La garanzia, pari al 2 % del prezzo base indicato nel bando (corrispettivo), deve avere validità per almeno 180 gg. (centoottanta giorni) dal termine previsto nel bando per la scadenza della offerta, corredata, altresì, dall'impegno del garante a rinnovare, su richiesta del Consorzio Valle Crati, la garanzia per ulteriori 90 giorni, nel caso in cui, al momento della sua scadenza, non sia ancora intervenuta l'aggiudicazione. La cauzione sarà svincolata automaticamente al momento della sottoscrizione del contratto medesimo, secondo quanto stabilito dall'art. 75, comma 9 del predetto D.Lgs. n. 163/2006 e s.m.i.
Mostra di più
— cauzione di cui all'articolo 153, comma 13, primo periodo, del D.Lgs. n. 163/2006 e s.m.i.
Ulteriore cauzione, in misura pari al 2,5 % del valore dell'investimento, come desumibile dallo studio di fattibilità posto a base di gara.
All'atto della stipula del contratto:
— cauzione definitiva di cui all'articolo 113 del D.Lgs. n. 163/2006 e s.m.i.

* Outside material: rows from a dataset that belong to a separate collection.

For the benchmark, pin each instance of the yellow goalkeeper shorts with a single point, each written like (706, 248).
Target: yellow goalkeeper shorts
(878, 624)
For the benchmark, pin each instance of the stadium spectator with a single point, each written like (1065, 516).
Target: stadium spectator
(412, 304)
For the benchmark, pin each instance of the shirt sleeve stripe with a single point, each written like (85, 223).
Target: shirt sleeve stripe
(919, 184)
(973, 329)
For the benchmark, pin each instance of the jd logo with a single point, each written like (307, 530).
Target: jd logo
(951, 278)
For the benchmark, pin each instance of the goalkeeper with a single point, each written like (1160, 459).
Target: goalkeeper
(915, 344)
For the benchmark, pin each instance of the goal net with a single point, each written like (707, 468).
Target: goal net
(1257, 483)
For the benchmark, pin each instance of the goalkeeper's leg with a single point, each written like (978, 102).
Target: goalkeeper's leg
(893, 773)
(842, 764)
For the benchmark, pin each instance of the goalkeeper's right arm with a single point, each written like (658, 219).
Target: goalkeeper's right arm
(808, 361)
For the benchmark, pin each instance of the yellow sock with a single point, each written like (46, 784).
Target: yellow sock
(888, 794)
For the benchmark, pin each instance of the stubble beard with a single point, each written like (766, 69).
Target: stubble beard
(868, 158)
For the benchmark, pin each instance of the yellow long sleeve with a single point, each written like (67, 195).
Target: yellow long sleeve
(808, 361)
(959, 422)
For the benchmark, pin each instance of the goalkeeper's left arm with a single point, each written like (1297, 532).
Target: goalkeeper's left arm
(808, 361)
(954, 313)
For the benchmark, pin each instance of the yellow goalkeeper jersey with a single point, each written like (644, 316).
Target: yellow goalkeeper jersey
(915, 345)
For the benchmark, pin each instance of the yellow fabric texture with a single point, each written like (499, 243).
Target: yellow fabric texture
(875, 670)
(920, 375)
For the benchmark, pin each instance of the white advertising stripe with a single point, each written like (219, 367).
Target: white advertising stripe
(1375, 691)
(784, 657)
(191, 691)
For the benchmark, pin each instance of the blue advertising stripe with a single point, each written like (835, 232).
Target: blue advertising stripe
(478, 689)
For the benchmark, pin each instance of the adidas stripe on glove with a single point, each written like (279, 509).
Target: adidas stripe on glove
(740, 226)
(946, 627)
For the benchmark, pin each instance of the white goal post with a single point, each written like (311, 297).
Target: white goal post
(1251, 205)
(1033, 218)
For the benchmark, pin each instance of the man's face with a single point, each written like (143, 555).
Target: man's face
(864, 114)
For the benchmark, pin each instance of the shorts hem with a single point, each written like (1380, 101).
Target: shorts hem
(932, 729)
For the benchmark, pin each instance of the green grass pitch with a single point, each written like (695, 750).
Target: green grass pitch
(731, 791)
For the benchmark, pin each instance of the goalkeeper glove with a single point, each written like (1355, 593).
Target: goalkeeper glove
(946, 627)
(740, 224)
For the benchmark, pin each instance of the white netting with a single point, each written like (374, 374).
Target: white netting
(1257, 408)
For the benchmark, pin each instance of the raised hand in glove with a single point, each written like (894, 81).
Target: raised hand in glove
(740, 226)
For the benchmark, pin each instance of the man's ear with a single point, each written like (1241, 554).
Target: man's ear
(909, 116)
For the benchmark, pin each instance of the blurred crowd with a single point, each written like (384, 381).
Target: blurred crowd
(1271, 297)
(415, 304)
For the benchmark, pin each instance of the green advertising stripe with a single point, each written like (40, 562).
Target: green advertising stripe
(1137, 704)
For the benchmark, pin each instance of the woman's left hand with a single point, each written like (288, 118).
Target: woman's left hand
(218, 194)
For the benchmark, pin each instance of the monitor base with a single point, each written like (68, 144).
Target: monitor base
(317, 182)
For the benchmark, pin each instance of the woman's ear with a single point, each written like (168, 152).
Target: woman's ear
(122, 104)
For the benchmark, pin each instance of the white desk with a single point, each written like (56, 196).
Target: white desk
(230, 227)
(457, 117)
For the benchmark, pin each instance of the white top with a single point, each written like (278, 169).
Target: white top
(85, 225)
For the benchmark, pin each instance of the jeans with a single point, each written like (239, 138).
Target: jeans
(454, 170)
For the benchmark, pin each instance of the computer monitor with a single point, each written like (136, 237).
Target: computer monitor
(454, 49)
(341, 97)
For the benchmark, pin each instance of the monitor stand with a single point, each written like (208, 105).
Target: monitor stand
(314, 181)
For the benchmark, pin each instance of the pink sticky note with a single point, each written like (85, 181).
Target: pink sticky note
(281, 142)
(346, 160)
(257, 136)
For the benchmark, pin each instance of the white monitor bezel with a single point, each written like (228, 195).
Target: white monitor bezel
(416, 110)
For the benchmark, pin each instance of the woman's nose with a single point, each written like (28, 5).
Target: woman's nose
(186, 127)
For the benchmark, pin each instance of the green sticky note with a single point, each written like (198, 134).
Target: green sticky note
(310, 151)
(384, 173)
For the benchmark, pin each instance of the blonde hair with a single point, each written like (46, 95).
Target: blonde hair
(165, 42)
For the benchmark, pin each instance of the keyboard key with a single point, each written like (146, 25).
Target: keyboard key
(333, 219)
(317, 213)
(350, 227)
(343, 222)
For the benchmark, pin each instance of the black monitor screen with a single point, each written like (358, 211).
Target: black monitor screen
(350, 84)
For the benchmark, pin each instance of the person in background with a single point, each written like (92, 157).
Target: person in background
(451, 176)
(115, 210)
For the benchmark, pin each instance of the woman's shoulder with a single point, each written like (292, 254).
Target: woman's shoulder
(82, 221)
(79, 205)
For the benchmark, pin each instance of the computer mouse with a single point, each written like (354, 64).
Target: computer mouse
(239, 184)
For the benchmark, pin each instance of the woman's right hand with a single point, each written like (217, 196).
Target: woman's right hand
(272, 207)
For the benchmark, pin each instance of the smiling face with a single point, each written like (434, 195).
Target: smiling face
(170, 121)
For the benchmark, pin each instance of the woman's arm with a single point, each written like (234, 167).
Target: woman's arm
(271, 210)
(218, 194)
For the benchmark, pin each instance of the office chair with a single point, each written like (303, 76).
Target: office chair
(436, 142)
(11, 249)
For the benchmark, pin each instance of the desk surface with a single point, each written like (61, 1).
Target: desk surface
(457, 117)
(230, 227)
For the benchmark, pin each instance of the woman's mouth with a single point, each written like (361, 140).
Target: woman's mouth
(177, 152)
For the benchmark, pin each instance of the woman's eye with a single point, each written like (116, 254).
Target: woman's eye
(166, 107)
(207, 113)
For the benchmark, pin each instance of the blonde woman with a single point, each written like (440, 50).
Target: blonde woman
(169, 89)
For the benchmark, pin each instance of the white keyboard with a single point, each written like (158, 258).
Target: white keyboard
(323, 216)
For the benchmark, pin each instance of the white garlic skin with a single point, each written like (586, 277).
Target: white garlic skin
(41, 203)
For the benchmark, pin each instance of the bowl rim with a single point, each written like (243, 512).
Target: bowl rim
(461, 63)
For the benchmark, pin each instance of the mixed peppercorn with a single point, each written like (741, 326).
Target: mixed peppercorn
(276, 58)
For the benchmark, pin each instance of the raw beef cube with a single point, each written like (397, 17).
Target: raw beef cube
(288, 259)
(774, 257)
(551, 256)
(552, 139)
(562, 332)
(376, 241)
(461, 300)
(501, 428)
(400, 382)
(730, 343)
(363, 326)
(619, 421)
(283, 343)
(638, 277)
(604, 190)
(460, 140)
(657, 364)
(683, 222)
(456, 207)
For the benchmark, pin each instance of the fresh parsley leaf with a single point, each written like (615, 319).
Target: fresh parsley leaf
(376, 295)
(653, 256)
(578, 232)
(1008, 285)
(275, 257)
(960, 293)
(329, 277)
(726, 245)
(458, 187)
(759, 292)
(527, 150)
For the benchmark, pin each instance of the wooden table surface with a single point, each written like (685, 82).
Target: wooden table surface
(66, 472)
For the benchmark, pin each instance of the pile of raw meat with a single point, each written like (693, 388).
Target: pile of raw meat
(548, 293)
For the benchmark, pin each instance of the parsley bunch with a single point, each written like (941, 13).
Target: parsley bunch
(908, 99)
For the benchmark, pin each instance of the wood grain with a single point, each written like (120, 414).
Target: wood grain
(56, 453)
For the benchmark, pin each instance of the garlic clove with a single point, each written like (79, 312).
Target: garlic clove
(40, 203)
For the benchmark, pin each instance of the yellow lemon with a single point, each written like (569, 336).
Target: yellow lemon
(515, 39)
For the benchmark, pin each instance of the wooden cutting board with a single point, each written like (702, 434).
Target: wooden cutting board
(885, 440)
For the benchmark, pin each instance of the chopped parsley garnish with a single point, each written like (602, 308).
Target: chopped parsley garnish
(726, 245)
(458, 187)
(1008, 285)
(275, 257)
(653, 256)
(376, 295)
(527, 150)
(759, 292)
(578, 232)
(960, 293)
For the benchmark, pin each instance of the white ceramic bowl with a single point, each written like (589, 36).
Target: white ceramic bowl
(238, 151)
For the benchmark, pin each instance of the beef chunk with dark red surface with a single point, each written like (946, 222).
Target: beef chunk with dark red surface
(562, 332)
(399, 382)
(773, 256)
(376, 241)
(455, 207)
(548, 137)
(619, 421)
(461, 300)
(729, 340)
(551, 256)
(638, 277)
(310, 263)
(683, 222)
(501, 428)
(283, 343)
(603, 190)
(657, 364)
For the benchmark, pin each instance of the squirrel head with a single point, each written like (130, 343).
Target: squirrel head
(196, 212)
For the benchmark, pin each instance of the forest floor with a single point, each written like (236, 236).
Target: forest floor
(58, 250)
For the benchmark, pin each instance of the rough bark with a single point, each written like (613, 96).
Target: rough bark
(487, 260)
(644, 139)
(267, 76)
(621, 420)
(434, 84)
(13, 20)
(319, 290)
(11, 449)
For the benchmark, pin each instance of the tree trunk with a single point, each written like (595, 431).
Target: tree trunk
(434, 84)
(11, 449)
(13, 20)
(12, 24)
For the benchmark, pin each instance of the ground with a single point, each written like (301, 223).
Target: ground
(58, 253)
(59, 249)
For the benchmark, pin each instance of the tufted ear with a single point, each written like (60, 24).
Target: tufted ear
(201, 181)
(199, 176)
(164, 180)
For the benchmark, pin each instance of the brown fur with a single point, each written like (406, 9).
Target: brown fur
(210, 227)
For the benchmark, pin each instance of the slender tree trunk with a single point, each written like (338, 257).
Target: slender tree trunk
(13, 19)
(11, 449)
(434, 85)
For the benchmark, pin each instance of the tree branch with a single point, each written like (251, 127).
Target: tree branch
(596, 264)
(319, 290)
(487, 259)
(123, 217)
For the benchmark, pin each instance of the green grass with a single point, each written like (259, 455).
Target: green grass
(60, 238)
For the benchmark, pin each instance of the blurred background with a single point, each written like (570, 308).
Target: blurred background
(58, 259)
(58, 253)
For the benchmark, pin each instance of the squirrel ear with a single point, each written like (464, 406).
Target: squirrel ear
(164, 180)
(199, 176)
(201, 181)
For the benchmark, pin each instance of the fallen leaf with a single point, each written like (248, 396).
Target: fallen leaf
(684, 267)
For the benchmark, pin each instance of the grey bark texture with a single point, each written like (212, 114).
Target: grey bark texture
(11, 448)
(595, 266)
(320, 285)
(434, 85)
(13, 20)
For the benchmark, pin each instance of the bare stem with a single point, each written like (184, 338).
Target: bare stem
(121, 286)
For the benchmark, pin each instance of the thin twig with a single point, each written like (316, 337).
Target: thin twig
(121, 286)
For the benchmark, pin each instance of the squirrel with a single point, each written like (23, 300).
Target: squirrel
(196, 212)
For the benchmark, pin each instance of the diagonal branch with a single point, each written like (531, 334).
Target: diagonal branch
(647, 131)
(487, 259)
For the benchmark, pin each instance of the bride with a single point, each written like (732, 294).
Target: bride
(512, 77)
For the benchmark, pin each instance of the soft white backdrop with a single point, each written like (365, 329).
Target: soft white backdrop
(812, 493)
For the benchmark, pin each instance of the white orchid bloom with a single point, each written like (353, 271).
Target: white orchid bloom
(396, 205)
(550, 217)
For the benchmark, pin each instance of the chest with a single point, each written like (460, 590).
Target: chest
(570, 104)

Qualora l'offerente risultasse affidatario, in qualità di esecutore del contratto è obbligato, a pena di esclusione, a costituire una garanzia fideiussoria, pari al 10 % dell'importo contrattuale. In caso di aggiudicazione con ribasso d'asta superiore al 10 %, la garanzia fideiussoria è aumentata di tanti punti percentuali quanti sono quelli eccedenti il 10 %; ove il ribasso sia superiore al 20 %, l'aumento è di due punti percentuali per ogni punto di ribasso superiore al 20 %. Tale garanzia fideiussoria è progressivamente svincolata a misura dell'avanzamento dell'esecuzione e cessa di avere effetto solo alla data di emissione del certificato di collaudo.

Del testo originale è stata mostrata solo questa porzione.